The 147-page report issued Tuesday on sexual abuse in the Altoona-Johnstown Diocese, home to nearly 100,000 Roman Catholics, was based partly on evidence from a secret diocesan archive opened through a search warrant over the summer.
In announcing the findings, Pennsylvania Attorney General Kathleen Kane said the diocese’s two previous bishops “placed their desire to avoid public scandal over the well-being of children.”
No criminal charges are being filed in the case because some abusers have died, the statute of limitations has expired, or victims are too traumatized to testify, she said.
Of the victims, Kane said: “Their souls were killed as children. They weren’t out playing baseball; they were trying to avoid priests.”
The report was especially critical of Bishops James Hogan and Joseph Adamec. Hogan, who headed the diocese from 1966 to 1986, died in 2005. Adamec, who succeeded him, retired in 2011.

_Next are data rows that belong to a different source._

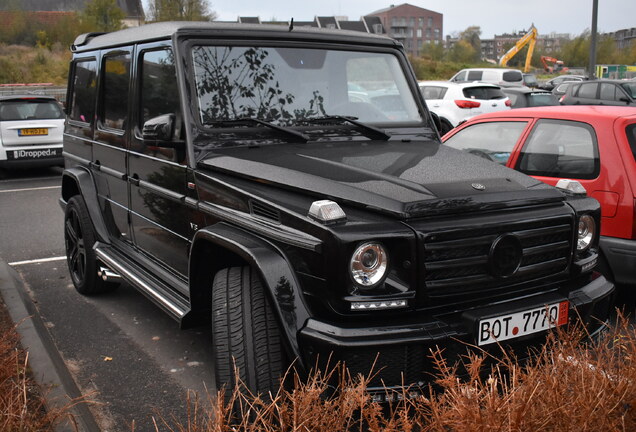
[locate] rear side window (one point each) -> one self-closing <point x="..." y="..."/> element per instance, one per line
<point x="115" y="90"/>
<point x="512" y="76"/>
<point x="560" y="148"/>
<point x="542" y="99"/>
<point x="493" y="140"/>
<point x="474" y="75"/>
<point x="430" y="92"/>
<point x="588" y="90"/>
<point x="84" y="90"/>
<point x="30" y="109"/>
<point x="608" y="92"/>
<point x="483" y="93"/>
<point x="159" y="93"/>
<point x="630" y="131"/>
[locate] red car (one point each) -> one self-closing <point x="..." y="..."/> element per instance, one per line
<point x="595" y="145"/>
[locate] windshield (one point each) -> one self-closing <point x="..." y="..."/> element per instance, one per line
<point x="286" y="85"/>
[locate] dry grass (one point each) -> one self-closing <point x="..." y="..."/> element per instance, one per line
<point x="22" y="407"/>
<point x="569" y="385"/>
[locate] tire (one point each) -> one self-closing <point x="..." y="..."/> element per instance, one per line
<point x="446" y="127"/>
<point x="79" y="238"/>
<point x="245" y="333"/>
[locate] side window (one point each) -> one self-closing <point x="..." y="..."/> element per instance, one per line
<point x="84" y="90"/>
<point x="474" y="76"/>
<point x="608" y="91"/>
<point x="493" y="140"/>
<point x="115" y="84"/>
<point x="630" y="131"/>
<point x="159" y="92"/>
<point x="460" y="76"/>
<point x="558" y="148"/>
<point x="588" y="90"/>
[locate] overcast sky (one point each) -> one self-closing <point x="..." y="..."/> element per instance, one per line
<point x="493" y="16"/>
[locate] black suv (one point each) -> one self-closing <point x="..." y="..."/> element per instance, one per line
<point x="601" y="92"/>
<point x="288" y="186"/>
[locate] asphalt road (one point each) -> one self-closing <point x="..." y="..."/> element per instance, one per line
<point x="122" y="351"/>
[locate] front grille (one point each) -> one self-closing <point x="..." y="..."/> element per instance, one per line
<point x="459" y="261"/>
<point x="392" y="366"/>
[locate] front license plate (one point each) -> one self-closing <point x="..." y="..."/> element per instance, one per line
<point x="504" y="327"/>
<point x="33" y="131"/>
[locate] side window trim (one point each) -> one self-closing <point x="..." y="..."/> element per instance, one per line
<point x="100" y="112"/>
<point x="522" y="157"/>
<point x="72" y="89"/>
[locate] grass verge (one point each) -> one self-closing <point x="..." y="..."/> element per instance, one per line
<point x="571" y="384"/>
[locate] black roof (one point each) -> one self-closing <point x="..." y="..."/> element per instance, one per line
<point x="523" y="90"/>
<point x="166" y="30"/>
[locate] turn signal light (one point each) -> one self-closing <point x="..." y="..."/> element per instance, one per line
<point x="467" y="104"/>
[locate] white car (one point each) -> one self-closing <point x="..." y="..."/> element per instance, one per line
<point x="31" y="128"/>
<point x="456" y="102"/>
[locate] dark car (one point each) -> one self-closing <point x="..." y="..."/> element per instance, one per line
<point x="521" y="97"/>
<point x="601" y="92"/>
<point x="552" y="83"/>
<point x="228" y="172"/>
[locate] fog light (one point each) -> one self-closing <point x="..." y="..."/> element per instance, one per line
<point x="378" y="305"/>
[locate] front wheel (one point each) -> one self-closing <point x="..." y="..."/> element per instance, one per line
<point x="245" y="333"/>
<point x="79" y="238"/>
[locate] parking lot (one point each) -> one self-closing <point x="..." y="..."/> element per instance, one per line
<point x="122" y="351"/>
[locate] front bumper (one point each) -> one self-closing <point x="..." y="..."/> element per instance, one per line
<point x="621" y="258"/>
<point x="399" y="353"/>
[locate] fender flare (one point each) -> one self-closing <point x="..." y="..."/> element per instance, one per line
<point x="277" y="276"/>
<point x="80" y="181"/>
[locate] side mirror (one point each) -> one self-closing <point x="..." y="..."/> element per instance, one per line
<point x="159" y="128"/>
<point x="437" y="122"/>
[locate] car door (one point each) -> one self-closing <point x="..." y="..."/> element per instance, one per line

Adamec cited possible self-incrimination in refusing to testify before the grand jury. But in a court filing, his attorney said the accusations against the 80-year-old Adamec are unfounded. He required 14 priests accused under his watch to undergo psychiatric evaluation, the filing said. Nine of them were suspended or removed from ministry, and the five who were reinstated never re-offended, his attorney wrote.
The current bishop, Mark Bartchak, is not accused of any wrongdoing. He recently suspended a few priests named as alleged abusers in the report, though the grand jury said it remains “concerned the purge of predators is taking too long.”
In a statement, Bartchak said: “I deeply regret any harm that has come to children.”
The clergy sex abuse crisis erupted in 2002, when the Boston Globe reported that the Boston Archdiocese had transferred child-molesting priests from parish to parish to protect them. Similar scandals involving hundreds of offenders and victims have since erupted across the U.S. and beyond.
The U.S. Conference of Catholic Bishops estimates that American dioceses have paid nearly $4 billion since 1950 to settle claims with victims.
The Altoona-Johnstown report said that the abuse was committed in such places as campsites, confessionals, an orphanage and the cathedral, and that Hogan covered up allegations by transferring offending priests.